I like that Barra isn’t afraid to critique Android device manufactures openly and admit that ‘the Android ecosystem hasn’t yet put its best foot forward, when it comes to tablets’:
"If you look at the execution that HTC did on [the One smartphone], it’s pristine," he said. "Why hasn’t someone done that on the tablet? Or on like ten tablets?" Part of the reason that Android tablets lack the sophistication of devices like the HTC One is pricing, Barra tells us. "I think we are perhaps coming close to it, but this is a $200 device," he says of the Nexus 7 and the HTC One’s build quality. "If you were to price it at $300 or $400 you could do something a little bit more in that territory in terms of polish and finish and materials and so on. Why hasn’t that happened yet?"
The Verge has reviewed the new Nexus 7 which aims to continue to help rectify the situation, as did the original version of this tablet:
It’s sold far better than any other Nexus product, and Google cites it as a device that has pushed the entire Android ecosystem forward. Google believes that the Nexus line will help foster a more competitive Android ecosystem. However, Nexus 7 can’t do it alone, and Barra believes that help — on the hardware side at least — is on the way. “Doing that at the $400 category can be done and it will,” he said. “In my opinion, the Android ecosystem has been lagging behind a little bit but is catching up.”

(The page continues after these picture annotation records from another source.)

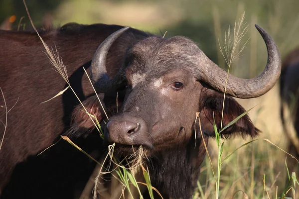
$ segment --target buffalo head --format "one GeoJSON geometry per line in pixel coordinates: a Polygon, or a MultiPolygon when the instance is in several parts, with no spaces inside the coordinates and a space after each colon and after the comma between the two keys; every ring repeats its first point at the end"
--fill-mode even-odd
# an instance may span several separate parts
{"type": "MultiPolygon", "coordinates": [[[[256,27],[267,47],[267,65],[260,76],[252,79],[229,75],[226,93],[229,96],[224,100],[222,126],[245,111],[231,97],[260,96],[273,87],[279,77],[278,49],[266,32],[256,27]]],[[[132,153],[132,145],[143,146],[153,184],[165,195],[188,198],[205,154],[202,140],[207,142],[209,137],[215,135],[214,119],[218,129],[221,125],[227,73],[189,39],[149,36],[128,46],[121,68],[110,78],[106,70],[110,67],[106,63],[106,55],[114,41],[128,28],[108,37],[92,61],[90,75],[98,92],[125,93],[121,108],[107,123],[105,139],[116,143],[119,155],[132,153]],[[197,112],[203,137],[198,122],[194,122],[197,112]],[[177,175],[173,176],[173,172],[177,175]]],[[[99,115],[100,106],[95,99],[90,98],[85,104],[99,115]]],[[[83,116],[77,117],[84,120],[83,116]]],[[[245,115],[221,135],[254,137],[258,132],[245,115]]]]}

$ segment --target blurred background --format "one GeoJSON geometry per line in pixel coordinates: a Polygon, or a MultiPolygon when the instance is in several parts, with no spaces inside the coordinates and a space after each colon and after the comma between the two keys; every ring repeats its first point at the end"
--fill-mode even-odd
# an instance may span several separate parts
{"type": "MultiPolygon", "coordinates": [[[[283,59],[299,46],[298,0],[27,0],[26,3],[33,22],[41,28],[57,28],[73,22],[130,25],[160,35],[167,31],[166,37],[180,35],[191,38],[210,59],[226,70],[219,45],[223,46],[225,33],[230,28],[232,30],[235,21],[245,11],[244,21],[248,25],[248,31],[239,48],[247,42],[241,56],[230,69],[231,73],[244,78],[259,74],[267,63],[266,47],[255,24],[274,39],[283,59]]],[[[0,5],[2,29],[32,29],[21,0],[0,0],[0,5]]],[[[287,150],[289,141],[283,132],[280,118],[278,87],[278,83],[270,92],[258,99],[238,101],[247,109],[256,106],[249,114],[262,130],[259,138],[269,139],[287,150]]],[[[223,157],[246,141],[248,140],[226,141],[223,157]]],[[[215,142],[210,142],[210,150],[212,162],[217,165],[217,158],[213,158],[217,156],[215,142]]],[[[242,147],[222,165],[221,198],[231,197],[238,190],[245,192],[250,198],[263,198],[264,174],[265,189],[270,198],[275,195],[277,189],[280,195],[286,186],[286,156],[264,140],[242,147]]],[[[200,183],[205,197],[209,198],[213,196],[215,186],[210,166],[208,162],[206,163],[200,183]]],[[[235,196],[244,197],[242,193],[235,196]]]]}

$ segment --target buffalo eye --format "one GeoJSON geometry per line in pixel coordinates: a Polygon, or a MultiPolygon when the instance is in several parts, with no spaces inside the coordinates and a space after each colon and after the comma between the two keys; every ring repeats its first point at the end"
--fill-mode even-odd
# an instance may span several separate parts
{"type": "Polygon", "coordinates": [[[172,89],[175,91],[179,91],[184,87],[184,84],[181,82],[175,82],[171,85],[172,89]]]}

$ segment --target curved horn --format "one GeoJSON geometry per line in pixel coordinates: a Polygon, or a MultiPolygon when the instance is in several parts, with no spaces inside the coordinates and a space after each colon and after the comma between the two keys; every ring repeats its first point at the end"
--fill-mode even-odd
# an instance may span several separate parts
{"type": "Polygon", "coordinates": [[[121,81],[121,76],[119,74],[116,75],[112,79],[109,78],[106,70],[106,60],[108,51],[113,42],[129,28],[130,26],[127,26],[111,34],[99,46],[94,55],[91,61],[90,77],[98,92],[105,93],[115,88],[121,81]]]}
{"type": "MultiPolygon", "coordinates": [[[[258,25],[255,25],[263,37],[268,50],[268,62],[264,71],[258,77],[244,79],[229,74],[226,93],[238,98],[252,98],[261,96],[273,87],[281,70],[281,60],[278,48],[271,37],[258,25]]],[[[199,79],[214,89],[224,93],[227,72],[210,60],[208,66],[199,72],[199,79]]]]}

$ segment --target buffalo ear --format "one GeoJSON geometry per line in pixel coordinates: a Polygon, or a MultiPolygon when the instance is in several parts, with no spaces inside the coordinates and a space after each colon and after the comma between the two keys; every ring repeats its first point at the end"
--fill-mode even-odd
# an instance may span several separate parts
{"type": "MultiPolygon", "coordinates": [[[[102,104],[104,106],[103,102],[104,94],[98,94],[99,98],[101,100],[102,104]]],[[[103,119],[103,115],[105,115],[102,106],[96,96],[88,98],[82,103],[87,112],[94,115],[99,122],[103,119]]],[[[87,114],[81,104],[75,107],[72,112],[71,125],[70,128],[66,133],[68,136],[78,137],[84,134],[92,131],[96,127],[95,119],[91,117],[94,123],[87,114]]]]}
{"type": "MultiPolygon", "coordinates": [[[[207,89],[202,92],[200,102],[199,117],[203,133],[209,136],[215,136],[214,118],[218,131],[221,123],[221,113],[223,104],[223,94],[207,89]]],[[[233,98],[225,97],[222,128],[245,112],[244,108],[233,98]]],[[[222,137],[241,135],[243,138],[247,136],[254,137],[260,131],[253,125],[252,121],[246,114],[234,124],[220,133],[222,137]]]]}

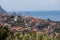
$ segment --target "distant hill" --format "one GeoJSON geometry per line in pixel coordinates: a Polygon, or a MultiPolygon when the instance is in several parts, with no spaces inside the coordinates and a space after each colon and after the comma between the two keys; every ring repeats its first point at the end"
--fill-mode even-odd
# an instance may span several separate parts
{"type": "Polygon", "coordinates": [[[6,14],[7,12],[0,6],[0,14],[6,14]]]}

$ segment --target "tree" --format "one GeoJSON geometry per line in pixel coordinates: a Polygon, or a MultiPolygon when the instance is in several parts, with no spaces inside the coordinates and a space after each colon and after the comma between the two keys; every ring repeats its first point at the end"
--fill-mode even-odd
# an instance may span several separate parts
{"type": "Polygon", "coordinates": [[[9,30],[6,27],[0,27],[0,40],[5,40],[8,36],[9,30]]]}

'lagging behind a little' may be understating it a bit, but you've gotta love his enthusiasm. However, at the end of the day, the common denominator will always be apps:
Still, having the fastest, thinnest tablets in the world won’t mean much if the app you’re looking for just isn’t there.
I think the ecosystem will eventually get there, like Android on smartphones, but the tricky part is going to be getting quality developers on board now to start the push. Another key market to keep an eye on.